The coppery emerald is found in Colombia's lower Magdalena River valley and Santa Marta department (including the Sierra Nevada de Santa Marta) and also Serranía del Perijá that straddles the northern Colombia/western Venezuela border. It inhabits semi-open and open landscapes such as scrublands, forest edges, and cultivated areas. The coppery emerald's elevation (flight height) ranges from sea-level to 2600 m. It is usually between 500 and 1700 m.

==Behavior==
===Movement===

The coppery emerald is generally sedentary. It may vary its height (elevation) to adapt to the season.

===Feeding===

The coppery emerald forages for nectar by trap-lining, visiting a circuit of a variety of flowering plants, especially Leguminaceae, Rubiaceae, Heliconiaceae, and Gesneriaceae. It generally forages between 4 and 12 m above the ground.
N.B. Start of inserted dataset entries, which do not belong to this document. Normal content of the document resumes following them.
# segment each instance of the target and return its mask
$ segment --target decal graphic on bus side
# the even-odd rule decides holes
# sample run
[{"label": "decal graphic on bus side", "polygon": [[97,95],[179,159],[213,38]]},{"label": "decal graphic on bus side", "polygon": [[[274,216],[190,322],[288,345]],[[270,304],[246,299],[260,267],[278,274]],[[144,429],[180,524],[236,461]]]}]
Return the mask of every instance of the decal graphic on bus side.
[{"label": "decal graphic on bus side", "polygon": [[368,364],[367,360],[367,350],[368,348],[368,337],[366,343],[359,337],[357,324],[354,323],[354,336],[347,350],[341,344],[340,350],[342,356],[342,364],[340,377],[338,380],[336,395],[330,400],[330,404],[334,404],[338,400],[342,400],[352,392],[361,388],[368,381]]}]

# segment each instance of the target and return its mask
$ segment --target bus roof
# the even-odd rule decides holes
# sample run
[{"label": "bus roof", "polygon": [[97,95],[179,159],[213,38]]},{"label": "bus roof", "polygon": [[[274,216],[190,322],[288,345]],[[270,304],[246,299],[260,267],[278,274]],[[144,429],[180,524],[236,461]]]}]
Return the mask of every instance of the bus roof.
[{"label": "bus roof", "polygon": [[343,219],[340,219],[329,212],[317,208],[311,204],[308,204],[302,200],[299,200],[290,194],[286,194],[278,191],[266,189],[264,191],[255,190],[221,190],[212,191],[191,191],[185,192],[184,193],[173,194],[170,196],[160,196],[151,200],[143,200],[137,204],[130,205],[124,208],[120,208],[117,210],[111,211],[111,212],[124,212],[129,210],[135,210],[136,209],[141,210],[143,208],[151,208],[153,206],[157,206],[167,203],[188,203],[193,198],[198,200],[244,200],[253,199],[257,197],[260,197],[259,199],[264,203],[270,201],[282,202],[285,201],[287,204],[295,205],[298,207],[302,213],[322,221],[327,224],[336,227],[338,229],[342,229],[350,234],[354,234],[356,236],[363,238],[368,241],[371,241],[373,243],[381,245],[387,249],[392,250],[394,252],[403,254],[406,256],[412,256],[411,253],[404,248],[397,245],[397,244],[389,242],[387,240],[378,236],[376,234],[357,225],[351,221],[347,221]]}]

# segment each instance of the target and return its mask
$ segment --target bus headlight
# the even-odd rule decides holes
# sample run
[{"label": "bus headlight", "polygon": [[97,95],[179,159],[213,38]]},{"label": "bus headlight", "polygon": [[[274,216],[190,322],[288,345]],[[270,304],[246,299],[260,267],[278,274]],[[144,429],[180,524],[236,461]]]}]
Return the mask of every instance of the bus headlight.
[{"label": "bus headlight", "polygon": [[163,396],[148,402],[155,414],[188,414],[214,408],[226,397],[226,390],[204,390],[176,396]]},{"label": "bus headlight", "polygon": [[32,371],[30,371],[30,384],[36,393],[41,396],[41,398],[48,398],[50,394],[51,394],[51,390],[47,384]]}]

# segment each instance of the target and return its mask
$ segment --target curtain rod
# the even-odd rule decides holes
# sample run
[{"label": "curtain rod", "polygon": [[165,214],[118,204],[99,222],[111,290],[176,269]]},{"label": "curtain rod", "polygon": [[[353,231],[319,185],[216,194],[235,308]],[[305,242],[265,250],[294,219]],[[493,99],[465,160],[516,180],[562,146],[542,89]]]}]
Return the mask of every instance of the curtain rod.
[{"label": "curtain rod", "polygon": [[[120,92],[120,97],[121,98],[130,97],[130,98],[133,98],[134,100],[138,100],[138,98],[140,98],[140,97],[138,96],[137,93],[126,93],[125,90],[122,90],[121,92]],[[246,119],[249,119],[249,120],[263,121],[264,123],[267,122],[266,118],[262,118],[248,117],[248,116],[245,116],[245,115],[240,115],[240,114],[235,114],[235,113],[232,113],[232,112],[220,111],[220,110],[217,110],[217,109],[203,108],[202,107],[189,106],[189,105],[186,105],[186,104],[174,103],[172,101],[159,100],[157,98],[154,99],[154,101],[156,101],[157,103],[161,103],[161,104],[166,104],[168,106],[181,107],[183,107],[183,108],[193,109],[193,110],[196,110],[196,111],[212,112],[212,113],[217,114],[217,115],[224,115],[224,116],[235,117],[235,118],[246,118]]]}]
It captures small insects by hawking from a perch and sometimes by gleaning from vegetation.

===Breeding===

The coppery emerald breeds in May and June. It makes a cup nest lined with downy plant material, typically on a sloping branch about 0.8 m above the ground. The female incubates the clutch of two eggs for 15 to 16 days and fledging occurs about 20 days after hatch.

===Vocalization===

The coppery emerald makes "a repeated short 'tsik' or 'trk'" while feeding.

==Status==

The IUCN has assessed the coppery emerald as being of Least Concern, though it has a limited range and its population size and trend are unknown. No immediate threats have been identified. It is patchily distributed and considered uncommon to locally common. It readily uses human-made landscapes like plantations and parks.